I metodi per arrivare a fare queste valutazioni sono diversi, ma ciò che conta, spiega ancora Iovene, è il modo in cui si cerca di risolvere il caso: «Interessa la forma mentis, non tanto che quel caso venga risolto», e sarà il recruiter (il selezionatore di personale) a dare un giudizio, in base a parametri di valutazione soprattutto soggettivi. Sul sito italiano di Boston Consulting Group, nella sezione dedicata al colloquio, si dice esplicitamente che di fronte a un caso da risolvere «non ci sono risposte giuste o sbagliate: quello che valutiamo è il tuo modo di pensare, le tue capacità strategiche e la tua abilità nell’avvalorare le tue raccomandazioni».

Per quanto riguarda i titoli di studio necessari per fare questo mestiere, in Italia e in Europa contano molto una laurea in Economia o Ingegneria: «Ma vengono valutate molto bene anche le lauree in Matematica e in Fisica, mentre si hanno poche possibilità con una laurea nelle materie umanistiche, perché l’aspetto economico aziendale è poco conosciuto». La maggior parte della formazione avviene comunque lavorando, spiega Iovene: «Questo mestiere si impara con l’esperienza sul campo ed è fondamentale la reputazione che una persona si costruisce, così come i brand per i quali ha già lavorato».

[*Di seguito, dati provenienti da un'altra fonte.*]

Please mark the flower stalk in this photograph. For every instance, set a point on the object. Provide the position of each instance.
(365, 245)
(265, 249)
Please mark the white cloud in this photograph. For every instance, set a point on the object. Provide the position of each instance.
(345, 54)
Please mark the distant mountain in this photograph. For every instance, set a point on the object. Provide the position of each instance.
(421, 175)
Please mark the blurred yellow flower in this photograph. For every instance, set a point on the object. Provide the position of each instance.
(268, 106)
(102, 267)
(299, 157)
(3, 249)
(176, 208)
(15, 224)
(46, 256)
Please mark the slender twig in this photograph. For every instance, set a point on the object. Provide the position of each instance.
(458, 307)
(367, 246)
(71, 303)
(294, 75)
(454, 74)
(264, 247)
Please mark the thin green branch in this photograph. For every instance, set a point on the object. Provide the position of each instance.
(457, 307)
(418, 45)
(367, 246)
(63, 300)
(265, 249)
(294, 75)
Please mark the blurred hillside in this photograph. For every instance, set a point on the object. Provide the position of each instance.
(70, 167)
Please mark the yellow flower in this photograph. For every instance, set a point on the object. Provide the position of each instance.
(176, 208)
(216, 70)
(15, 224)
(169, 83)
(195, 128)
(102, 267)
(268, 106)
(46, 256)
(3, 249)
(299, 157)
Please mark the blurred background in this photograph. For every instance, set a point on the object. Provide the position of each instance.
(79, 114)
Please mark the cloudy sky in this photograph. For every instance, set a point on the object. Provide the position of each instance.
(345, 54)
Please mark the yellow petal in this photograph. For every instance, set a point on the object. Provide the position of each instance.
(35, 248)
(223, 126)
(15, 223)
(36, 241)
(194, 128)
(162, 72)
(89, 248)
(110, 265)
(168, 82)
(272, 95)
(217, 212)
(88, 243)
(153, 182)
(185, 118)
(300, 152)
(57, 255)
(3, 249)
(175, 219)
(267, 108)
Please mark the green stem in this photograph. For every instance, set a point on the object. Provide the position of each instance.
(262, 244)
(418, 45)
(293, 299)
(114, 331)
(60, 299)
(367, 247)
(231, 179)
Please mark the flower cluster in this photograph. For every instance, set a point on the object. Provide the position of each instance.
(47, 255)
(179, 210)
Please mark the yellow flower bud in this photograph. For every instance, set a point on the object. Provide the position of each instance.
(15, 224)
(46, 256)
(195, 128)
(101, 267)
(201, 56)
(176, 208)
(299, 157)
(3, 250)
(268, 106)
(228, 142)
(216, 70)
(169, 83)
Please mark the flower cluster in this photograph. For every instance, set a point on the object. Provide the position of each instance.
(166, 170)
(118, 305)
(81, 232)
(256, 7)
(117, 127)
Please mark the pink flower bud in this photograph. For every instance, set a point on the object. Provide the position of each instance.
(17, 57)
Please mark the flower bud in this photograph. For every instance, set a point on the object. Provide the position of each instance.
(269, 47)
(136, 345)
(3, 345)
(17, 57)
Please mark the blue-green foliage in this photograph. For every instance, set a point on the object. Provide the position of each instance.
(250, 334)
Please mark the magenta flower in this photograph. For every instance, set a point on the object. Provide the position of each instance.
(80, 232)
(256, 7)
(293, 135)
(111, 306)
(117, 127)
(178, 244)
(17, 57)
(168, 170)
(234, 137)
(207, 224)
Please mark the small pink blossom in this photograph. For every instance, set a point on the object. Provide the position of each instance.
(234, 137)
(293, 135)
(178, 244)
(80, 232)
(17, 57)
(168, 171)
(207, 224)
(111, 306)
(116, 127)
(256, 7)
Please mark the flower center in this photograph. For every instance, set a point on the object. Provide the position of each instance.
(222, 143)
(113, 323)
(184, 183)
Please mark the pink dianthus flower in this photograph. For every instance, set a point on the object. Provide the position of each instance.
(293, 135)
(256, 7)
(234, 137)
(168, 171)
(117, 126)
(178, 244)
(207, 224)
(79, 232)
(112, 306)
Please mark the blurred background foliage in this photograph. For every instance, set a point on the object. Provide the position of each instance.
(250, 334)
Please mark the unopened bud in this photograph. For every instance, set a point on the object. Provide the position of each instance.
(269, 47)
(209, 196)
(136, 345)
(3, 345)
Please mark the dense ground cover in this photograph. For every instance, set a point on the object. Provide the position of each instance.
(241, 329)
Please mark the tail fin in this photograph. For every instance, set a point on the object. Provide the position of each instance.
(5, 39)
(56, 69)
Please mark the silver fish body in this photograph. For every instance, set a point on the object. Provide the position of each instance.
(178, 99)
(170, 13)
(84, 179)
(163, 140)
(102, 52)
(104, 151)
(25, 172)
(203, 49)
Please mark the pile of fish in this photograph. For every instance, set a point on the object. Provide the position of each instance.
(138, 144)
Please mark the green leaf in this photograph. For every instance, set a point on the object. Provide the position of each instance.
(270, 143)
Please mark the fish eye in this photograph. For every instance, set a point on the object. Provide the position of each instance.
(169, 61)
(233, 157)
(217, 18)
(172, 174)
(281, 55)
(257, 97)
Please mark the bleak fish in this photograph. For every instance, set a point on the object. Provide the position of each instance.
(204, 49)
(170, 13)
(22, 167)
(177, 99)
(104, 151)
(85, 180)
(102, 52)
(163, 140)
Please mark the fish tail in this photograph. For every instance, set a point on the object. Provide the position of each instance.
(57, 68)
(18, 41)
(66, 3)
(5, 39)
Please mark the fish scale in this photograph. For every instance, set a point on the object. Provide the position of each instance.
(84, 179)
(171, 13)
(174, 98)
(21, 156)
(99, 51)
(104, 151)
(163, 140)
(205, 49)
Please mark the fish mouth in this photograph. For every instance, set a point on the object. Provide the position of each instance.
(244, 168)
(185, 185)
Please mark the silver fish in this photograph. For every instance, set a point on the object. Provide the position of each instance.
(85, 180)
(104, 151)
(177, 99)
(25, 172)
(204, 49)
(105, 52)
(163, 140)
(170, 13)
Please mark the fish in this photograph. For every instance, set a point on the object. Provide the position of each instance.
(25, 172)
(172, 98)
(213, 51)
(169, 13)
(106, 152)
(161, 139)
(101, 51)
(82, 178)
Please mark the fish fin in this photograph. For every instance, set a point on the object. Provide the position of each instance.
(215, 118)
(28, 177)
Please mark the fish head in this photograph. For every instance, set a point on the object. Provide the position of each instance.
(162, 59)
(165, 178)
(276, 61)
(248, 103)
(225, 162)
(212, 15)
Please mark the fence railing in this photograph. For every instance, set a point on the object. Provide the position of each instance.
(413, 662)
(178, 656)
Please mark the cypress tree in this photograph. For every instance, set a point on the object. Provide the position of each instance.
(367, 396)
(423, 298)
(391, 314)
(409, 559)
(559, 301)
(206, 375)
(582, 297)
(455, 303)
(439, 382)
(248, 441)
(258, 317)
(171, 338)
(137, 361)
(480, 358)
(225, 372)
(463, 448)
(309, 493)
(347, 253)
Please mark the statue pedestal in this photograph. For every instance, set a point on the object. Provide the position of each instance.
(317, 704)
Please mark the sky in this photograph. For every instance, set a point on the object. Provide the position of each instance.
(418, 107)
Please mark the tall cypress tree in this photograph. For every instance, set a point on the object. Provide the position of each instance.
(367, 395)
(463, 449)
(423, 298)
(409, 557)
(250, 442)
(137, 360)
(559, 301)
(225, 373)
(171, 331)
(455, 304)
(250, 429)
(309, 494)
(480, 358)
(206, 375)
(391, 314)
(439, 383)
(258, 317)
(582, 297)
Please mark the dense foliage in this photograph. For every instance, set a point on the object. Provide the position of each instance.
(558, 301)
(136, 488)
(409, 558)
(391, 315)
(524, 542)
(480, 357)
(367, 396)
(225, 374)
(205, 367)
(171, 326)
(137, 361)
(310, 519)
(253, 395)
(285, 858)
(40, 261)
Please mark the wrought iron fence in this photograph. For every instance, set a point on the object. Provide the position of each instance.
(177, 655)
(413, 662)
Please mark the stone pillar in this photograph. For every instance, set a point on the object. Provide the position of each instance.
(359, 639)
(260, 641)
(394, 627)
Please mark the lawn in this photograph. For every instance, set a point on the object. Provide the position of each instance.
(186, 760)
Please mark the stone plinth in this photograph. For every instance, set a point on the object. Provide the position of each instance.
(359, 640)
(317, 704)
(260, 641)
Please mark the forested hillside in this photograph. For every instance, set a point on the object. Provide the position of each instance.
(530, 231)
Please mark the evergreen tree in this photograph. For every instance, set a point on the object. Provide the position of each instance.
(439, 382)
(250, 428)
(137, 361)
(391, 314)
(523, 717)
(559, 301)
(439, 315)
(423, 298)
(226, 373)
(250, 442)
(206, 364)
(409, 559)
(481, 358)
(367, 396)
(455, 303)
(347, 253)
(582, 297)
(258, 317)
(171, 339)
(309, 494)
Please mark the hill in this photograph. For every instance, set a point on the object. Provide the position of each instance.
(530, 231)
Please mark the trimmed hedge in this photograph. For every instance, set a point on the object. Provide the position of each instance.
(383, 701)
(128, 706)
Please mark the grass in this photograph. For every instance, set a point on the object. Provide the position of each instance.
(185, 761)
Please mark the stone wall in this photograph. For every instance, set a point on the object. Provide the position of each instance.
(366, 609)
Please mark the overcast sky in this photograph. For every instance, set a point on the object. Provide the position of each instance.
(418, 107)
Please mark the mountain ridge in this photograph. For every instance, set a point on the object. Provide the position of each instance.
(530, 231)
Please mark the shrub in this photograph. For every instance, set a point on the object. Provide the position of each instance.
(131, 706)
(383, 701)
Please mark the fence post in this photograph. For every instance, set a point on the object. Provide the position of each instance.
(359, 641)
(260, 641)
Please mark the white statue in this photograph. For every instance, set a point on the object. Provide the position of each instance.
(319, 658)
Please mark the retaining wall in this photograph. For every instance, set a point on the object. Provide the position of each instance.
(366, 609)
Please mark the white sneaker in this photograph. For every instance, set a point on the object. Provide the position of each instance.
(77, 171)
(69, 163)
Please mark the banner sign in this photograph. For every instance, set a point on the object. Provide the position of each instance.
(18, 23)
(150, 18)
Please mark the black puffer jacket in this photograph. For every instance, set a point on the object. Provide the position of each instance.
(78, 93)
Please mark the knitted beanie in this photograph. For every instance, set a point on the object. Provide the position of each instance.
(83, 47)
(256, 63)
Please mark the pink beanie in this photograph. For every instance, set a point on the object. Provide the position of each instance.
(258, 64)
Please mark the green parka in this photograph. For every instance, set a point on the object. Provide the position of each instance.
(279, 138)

Poiché non stiamo parlando di aggiustare un ponte, per cui ci serve sapere quanti bulloni sono necessari, ciascun consulente potrà avere visioni, principi e dunque proposte di risoluzione differenti: il lavoro di consulenza è insomma strettamente legato alla personalità di chi vi è coinvolto. In generale il consulente è un professionista a cui sono richieste competenze tecniche, ma soprattutto relazionali e comportamentali. Ed è un professionista senza obbligo di risultato, per il quale quindi conta moltissimo la reputazione: come un avvocato, lo paghi comunque anche se perdi la causa, con il rischio che se il risultato non c’è lui fatichi poi a trovare nuovi clienti.